If the bus was being driven with due care and caution by the driver, some evidence could be produced on record of the passenger(s) who travelling in the ill-fated bus. There is no such evidence produced. So far plea of sudden mechanical failure set up as a ground to allow this appeal is concerned, this also cannot be upheld. Because in order to succeed on this plea it was incumbent upon the appellant to have produced the maintenance record of the bus in question and then by establishing that all possible and due care was taken in carrying out timely repairs of the bus and everything that was patently possible, its due care had been undertaken by the appellant.
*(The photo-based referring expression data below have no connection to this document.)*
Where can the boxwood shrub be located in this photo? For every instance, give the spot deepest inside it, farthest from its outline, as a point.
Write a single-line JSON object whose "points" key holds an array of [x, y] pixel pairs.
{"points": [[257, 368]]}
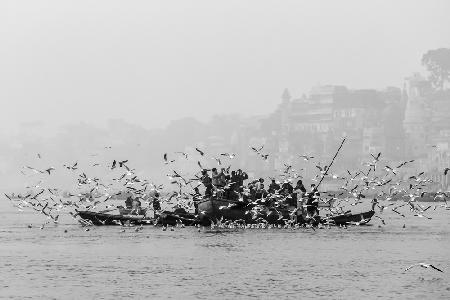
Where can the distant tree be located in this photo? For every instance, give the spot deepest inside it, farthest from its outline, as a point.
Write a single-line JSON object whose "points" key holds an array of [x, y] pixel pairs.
{"points": [[437, 63]]}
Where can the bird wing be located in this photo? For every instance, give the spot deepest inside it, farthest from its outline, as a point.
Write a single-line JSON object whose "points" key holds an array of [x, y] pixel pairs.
{"points": [[437, 269], [411, 266]]}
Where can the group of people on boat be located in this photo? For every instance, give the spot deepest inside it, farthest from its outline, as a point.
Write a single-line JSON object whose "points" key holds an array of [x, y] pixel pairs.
{"points": [[231, 186]]}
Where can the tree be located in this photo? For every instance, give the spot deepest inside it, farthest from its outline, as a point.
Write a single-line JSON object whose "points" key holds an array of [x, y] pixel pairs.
{"points": [[437, 63]]}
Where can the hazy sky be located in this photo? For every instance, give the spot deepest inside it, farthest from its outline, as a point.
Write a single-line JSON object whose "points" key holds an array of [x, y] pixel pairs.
{"points": [[153, 61]]}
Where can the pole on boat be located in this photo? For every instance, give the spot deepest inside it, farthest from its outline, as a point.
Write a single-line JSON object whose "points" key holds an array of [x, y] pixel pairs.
{"points": [[329, 166]]}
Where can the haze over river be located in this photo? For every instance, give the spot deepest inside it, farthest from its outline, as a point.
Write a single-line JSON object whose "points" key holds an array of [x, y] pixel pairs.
{"points": [[105, 263]]}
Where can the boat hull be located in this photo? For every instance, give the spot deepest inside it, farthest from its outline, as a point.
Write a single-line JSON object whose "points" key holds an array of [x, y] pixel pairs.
{"points": [[215, 209], [345, 219], [165, 218]]}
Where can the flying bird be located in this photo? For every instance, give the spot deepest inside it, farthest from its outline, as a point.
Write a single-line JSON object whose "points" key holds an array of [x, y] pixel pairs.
{"points": [[200, 151], [424, 265], [306, 157], [49, 170]]}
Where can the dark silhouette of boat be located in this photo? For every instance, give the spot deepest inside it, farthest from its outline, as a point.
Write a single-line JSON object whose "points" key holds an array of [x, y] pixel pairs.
{"points": [[214, 209], [165, 218], [349, 218]]}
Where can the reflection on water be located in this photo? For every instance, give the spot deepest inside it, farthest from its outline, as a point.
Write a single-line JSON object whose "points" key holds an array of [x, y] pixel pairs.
{"points": [[105, 263]]}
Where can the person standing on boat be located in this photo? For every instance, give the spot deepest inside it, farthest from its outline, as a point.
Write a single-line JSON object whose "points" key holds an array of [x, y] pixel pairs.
{"points": [[299, 193], [207, 182], [156, 204], [273, 187], [222, 178], [260, 192], [196, 197], [215, 177], [287, 188], [129, 202], [312, 203], [136, 206]]}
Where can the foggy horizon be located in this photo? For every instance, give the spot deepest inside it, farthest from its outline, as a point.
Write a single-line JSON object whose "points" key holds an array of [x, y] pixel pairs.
{"points": [[152, 63]]}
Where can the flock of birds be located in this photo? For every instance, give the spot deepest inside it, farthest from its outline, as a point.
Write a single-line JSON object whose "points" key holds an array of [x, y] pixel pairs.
{"points": [[376, 179]]}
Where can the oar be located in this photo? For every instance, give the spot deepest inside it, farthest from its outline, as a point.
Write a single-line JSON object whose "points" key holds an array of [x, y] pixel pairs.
{"points": [[332, 161]]}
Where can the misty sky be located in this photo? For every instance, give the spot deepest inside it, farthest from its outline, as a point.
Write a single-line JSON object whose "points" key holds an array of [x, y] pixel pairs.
{"points": [[153, 61]]}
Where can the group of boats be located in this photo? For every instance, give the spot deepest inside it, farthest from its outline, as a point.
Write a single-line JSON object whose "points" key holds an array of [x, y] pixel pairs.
{"points": [[213, 209]]}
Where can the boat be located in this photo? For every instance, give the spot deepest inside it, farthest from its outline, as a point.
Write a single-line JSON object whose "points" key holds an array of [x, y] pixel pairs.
{"points": [[349, 218], [165, 218], [214, 209], [130, 211], [98, 218]]}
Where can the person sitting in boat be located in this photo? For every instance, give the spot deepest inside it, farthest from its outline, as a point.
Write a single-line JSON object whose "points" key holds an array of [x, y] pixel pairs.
{"points": [[299, 190], [156, 203], [298, 195], [273, 187], [196, 198], [129, 202], [221, 178], [136, 206], [241, 176], [207, 182], [215, 177], [286, 188], [312, 203]]}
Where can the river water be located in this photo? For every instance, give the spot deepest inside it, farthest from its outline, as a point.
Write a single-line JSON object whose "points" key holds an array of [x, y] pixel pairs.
{"points": [[105, 263]]}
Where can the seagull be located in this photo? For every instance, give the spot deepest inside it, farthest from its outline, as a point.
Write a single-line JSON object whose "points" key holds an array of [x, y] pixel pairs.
{"points": [[182, 153], [122, 163], [306, 157], [257, 150], [404, 163], [200, 151], [230, 155], [423, 265], [73, 167], [49, 170]]}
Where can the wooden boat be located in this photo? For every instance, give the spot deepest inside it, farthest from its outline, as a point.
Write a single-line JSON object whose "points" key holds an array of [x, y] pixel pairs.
{"points": [[98, 218], [349, 218], [214, 209], [165, 218], [130, 211]]}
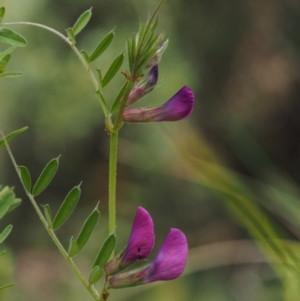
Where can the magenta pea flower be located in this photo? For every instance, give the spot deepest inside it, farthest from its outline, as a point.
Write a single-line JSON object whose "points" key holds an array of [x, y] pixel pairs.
{"points": [[140, 244], [144, 87], [176, 108], [168, 264]]}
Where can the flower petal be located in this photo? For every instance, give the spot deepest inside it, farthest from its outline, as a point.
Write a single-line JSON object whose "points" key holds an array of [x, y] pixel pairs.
{"points": [[142, 237], [170, 260], [178, 107]]}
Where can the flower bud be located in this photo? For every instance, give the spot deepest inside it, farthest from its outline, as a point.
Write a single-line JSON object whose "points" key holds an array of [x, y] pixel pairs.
{"points": [[144, 87], [157, 56]]}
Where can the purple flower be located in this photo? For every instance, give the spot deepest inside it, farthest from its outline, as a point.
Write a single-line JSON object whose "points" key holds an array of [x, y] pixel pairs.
{"points": [[144, 87], [176, 108], [141, 242], [168, 263]]}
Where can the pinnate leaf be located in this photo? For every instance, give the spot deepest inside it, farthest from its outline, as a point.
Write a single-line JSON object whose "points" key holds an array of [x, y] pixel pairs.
{"points": [[105, 251], [25, 177], [11, 37], [89, 225], [102, 46], [46, 176], [67, 207]]}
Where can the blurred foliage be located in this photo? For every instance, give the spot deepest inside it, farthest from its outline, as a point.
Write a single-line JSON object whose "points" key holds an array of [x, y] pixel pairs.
{"points": [[241, 58]]}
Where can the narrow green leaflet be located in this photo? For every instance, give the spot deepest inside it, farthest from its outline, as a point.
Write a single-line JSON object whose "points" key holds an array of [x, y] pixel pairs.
{"points": [[105, 251], [6, 200], [46, 176], [11, 74], [5, 233], [85, 56], [102, 46], [10, 37], [25, 177], [67, 207], [6, 286], [47, 211], [82, 21], [4, 62], [113, 69], [12, 135], [116, 104], [95, 274], [16, 203], [2, 13], [71, 35], [89, 225]]}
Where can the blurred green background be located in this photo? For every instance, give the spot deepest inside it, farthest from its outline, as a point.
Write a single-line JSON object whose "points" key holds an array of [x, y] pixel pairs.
{"points": [[223, 175]]}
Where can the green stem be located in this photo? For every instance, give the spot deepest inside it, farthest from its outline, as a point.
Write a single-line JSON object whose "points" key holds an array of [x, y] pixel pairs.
{"points": [[50, 231], [113, 158]]}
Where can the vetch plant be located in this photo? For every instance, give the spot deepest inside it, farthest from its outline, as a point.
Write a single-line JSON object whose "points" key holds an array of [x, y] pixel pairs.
{"points": [[143, 52], [168, 263]]}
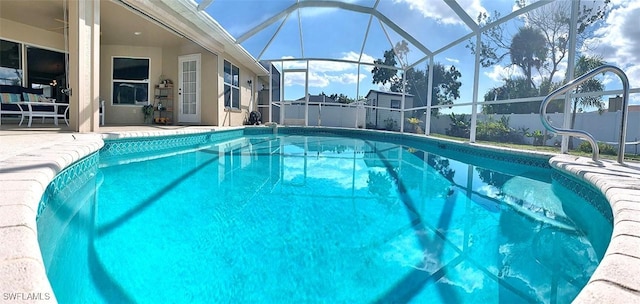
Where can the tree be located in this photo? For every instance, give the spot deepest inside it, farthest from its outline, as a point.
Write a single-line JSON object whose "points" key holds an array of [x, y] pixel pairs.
{"points": [[528, 50], [341, 98], [584, 65], [446, 86], [552, 20], [518, 87]]}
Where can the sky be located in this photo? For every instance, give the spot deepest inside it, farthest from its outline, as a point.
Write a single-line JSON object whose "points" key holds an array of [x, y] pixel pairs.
{"points": [[330, 32]]}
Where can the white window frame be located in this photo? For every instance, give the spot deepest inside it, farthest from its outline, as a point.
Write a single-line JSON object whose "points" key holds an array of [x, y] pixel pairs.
{"points": [[231, 83], [131, 81]]}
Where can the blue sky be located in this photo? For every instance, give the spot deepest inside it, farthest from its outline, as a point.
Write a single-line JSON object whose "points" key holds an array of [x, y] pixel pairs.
{"points": [[340, 34]]}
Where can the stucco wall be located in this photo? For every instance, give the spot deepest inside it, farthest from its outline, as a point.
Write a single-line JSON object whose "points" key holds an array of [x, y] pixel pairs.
{"points": [[248, 96], [21, 32]]}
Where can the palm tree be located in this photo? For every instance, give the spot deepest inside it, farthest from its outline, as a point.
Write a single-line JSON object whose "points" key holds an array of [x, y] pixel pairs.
{"points": [[583, 66], [528, 50]]}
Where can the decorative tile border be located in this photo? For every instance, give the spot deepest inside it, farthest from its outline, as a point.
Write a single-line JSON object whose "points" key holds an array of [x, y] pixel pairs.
{"points": [[67, 182], [121, 147], [586, 191]]}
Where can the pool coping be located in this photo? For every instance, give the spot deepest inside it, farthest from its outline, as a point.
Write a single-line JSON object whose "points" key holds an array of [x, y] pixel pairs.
{"points": [[26, 172]]}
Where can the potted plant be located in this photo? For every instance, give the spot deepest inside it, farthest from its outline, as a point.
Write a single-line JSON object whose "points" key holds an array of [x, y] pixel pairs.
{"points": [[415, 122], [147, 110]]}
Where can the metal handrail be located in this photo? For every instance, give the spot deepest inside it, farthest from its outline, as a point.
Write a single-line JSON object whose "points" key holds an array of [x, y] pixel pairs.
{"points": [[583, 134]]}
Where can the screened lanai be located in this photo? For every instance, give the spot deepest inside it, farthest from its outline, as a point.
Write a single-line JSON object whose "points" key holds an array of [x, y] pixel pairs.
{"points": [[488, 65]]}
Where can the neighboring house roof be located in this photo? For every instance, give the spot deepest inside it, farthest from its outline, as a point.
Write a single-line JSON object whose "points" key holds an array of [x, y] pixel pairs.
{"points": [[386, 93], [318, 98]]}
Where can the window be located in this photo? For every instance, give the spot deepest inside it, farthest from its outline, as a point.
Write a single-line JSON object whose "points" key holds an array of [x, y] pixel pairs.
{"points": [[130, 81], [10, 63], [231, 86]]}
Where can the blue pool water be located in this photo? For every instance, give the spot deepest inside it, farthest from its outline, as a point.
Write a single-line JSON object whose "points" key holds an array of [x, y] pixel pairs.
{"points": [[318, 219]]}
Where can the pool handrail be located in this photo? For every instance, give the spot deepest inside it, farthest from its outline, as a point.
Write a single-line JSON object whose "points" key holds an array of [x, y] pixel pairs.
{"points": [[583, 134]]}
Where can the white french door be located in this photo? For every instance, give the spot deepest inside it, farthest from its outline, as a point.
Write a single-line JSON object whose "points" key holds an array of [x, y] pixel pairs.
{"points": [[189, 88]]}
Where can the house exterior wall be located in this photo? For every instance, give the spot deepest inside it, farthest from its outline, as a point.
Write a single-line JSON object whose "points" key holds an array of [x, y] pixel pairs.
{"points": [[248, 95], [383, 118], [26, 34]]}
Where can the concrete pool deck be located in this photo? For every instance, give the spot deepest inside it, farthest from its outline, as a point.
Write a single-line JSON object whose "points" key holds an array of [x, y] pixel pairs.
{"points": [[31, 158]]}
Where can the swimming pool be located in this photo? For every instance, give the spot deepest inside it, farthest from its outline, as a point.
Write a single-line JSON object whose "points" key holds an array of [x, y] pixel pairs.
{"points": [[293, 218]]}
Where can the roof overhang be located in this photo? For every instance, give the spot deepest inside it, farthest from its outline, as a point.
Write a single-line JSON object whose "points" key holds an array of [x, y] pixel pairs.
{"points": [[183, 17]]}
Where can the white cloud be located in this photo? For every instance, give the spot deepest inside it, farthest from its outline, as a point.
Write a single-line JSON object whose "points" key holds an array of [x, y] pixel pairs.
{"points": [[324, 73], [618, 40], [452, 60], [441, 12]]}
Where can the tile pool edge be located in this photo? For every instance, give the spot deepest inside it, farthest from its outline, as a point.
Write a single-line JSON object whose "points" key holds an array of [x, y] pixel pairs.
{"points": [[23, 180], [616, 278], [25, 177]]}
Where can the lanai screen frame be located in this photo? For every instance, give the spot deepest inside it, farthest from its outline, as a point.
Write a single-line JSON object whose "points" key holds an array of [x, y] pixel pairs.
{"points": [[372, 11]]}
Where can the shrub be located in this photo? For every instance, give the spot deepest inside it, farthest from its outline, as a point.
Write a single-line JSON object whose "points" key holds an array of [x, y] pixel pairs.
{"points": [[460, 126], [605, 149]]}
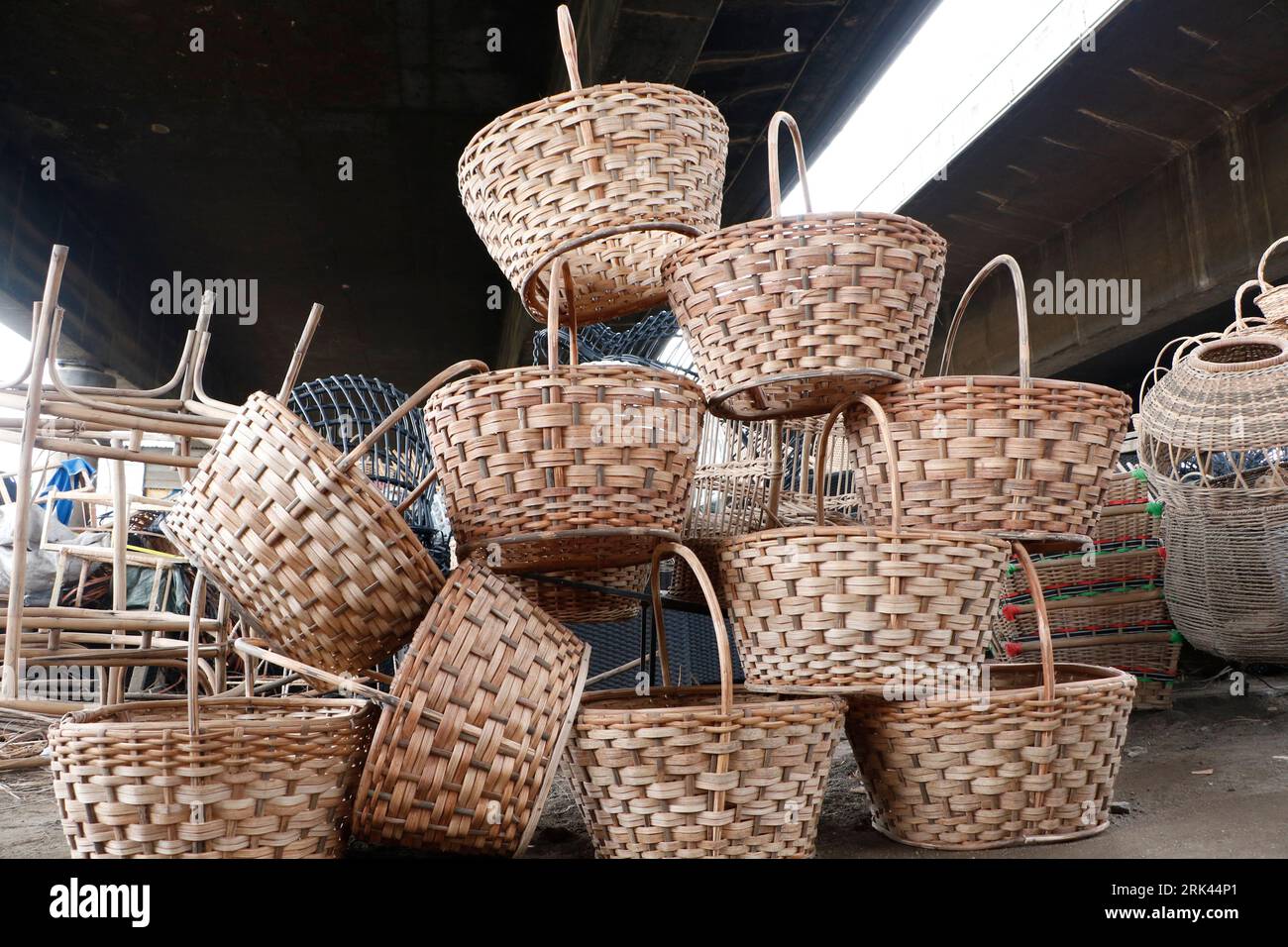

There is no such evidence. As such the plea of accident being the result of sudden mechanical failure has been raised simply to be rejected. 14. No other point has been urged. 15. In view of the aforesaid discussion, there is no force in this appeal which is accordingly dismissed. Amount lying in deposit with up to date interest, if invested, be released in favour of the respondent-claimant. Registry is directed to remit the amount in question to the respondent-claimant by transmitting the same in her Saving Bank Account, number whereof Mr. Verma submitted, will be furnished, if not already on record. Costs on the parties.